Based on sourceforge cpulimit project. Many bug fixed.
below information is from cpulimit@sf
What is it? cpulimit is a simple program which attempts to limit the cpu usage of a process (expressed in percentage, not in cpu time). This is useful to control batch jobs, when you don't want them to eat too much cpu. It does not act on the nice value or other scheduling priority stuff, but on the real cpu usage. Also, it is able to adapt itself to the overall system load, dynamically and quickly.
System Requirements cpulimit should run on every Linux 2.2 or greater. It has been reported by several users that cpulimit works fine even on SMP hardware, but consider that if you have more than one cpu there is a little difference in the meaning of cpu usage (see below). If you can modify the source code of cpulimit to make it run in another OS, please notify me, so I can publish your code. I think that the only non-portable code is to iterate through the process list and get process statistics.

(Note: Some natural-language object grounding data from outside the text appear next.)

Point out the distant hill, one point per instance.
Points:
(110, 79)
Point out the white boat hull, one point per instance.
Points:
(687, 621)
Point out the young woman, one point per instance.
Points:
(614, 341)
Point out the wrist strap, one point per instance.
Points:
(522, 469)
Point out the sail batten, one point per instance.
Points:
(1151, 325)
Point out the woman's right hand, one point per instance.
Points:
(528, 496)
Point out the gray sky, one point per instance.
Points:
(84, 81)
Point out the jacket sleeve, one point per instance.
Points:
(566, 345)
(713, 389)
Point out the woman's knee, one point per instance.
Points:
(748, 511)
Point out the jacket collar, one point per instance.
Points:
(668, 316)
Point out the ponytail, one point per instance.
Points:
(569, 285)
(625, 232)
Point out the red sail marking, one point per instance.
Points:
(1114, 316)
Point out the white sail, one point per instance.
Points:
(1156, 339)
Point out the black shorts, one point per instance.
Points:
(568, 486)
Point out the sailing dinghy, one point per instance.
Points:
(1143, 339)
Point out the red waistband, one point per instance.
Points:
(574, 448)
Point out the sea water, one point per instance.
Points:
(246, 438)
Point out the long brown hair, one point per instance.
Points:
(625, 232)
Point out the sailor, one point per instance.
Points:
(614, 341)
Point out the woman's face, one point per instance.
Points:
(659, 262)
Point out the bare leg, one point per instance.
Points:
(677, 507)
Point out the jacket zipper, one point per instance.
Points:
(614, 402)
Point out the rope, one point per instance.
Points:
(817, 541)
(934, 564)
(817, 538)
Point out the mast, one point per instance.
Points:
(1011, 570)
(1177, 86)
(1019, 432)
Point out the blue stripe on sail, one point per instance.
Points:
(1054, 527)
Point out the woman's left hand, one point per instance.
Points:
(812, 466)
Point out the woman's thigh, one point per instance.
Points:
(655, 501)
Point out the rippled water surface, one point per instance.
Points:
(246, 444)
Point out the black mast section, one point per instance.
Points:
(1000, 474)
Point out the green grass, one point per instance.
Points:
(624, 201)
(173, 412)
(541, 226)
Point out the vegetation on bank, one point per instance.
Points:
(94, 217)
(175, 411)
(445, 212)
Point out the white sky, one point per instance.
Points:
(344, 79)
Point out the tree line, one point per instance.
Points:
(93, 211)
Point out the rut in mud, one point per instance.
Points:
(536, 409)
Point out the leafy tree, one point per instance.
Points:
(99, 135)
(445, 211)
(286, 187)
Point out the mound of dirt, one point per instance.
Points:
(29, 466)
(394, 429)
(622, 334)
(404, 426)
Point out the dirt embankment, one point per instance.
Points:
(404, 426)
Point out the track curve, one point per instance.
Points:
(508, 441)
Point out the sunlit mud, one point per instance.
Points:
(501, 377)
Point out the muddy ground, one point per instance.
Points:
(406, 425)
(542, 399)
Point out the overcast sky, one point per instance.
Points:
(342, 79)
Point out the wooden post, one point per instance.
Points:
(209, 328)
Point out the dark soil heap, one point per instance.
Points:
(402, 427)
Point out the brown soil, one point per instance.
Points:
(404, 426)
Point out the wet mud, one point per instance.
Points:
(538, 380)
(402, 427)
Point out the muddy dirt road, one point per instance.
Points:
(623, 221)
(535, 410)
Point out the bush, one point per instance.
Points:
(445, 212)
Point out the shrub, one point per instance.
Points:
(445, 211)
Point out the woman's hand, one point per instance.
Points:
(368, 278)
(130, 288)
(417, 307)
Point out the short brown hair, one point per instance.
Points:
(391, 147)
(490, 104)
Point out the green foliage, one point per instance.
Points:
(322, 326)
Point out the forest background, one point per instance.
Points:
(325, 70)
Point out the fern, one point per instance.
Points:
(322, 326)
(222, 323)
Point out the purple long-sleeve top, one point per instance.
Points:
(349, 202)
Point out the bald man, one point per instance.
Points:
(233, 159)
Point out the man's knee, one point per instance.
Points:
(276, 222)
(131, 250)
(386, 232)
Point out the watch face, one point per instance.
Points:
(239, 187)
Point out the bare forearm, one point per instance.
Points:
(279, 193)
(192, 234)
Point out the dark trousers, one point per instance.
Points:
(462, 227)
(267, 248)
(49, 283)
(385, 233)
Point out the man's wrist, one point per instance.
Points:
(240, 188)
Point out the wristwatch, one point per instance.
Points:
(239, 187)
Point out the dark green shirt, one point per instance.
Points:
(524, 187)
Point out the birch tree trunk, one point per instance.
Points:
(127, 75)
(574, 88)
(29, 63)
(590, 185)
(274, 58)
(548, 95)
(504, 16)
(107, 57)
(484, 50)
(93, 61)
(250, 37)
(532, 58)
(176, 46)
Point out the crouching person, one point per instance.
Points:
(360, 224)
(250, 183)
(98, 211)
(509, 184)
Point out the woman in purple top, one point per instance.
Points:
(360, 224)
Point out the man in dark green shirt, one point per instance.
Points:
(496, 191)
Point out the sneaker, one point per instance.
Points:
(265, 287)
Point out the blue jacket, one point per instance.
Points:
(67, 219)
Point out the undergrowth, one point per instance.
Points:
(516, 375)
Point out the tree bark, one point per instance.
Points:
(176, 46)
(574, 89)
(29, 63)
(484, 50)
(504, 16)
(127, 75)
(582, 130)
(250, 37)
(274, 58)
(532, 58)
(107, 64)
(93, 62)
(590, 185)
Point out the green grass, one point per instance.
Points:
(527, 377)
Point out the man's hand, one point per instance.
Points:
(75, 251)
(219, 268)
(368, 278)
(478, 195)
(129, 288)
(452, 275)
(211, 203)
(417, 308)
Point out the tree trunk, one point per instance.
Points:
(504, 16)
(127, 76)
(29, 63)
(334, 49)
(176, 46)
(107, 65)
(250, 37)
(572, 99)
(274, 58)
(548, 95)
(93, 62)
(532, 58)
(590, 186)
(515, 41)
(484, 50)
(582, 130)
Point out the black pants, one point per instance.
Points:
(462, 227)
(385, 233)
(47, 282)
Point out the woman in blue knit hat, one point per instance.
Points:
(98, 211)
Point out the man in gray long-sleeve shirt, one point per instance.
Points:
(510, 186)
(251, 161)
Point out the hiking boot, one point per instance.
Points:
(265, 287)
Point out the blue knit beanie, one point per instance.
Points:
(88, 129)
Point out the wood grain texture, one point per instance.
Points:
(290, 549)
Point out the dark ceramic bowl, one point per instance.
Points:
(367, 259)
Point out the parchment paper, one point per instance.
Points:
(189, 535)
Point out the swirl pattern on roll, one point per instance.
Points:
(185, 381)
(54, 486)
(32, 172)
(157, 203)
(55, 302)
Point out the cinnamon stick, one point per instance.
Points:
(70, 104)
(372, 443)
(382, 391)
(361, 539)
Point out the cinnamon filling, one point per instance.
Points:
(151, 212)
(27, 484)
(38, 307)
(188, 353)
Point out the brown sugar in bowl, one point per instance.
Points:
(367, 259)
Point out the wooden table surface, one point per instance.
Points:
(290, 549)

Examples of use Limit the process 'bigloop' by executable name to 40% CPU:
cpulimit --exe bigloop --limit 40 cpulimit --exe /usr/local/bin/bigloop --limit 40
Limit a process by PID to 55% CPU:
cpulimit --pid 2960 --limit 55
Launch a process by command line and limit it to 40% (in development version only!):
cpulimit --limit 40 /etc/rc.d/rc.boinc start
Notes
If your machine has one processor you can limit the percentage from 0% to 100%, which means that if you set for example 50%, your process cannot use more than 500 ms of cpu time for each second. But if your machine has four processors, percentage may vary from 0% to 400%, so setting the limit to 200% means to use no more than half of the available power. In any case, the percentage is the same of what you see when you run top.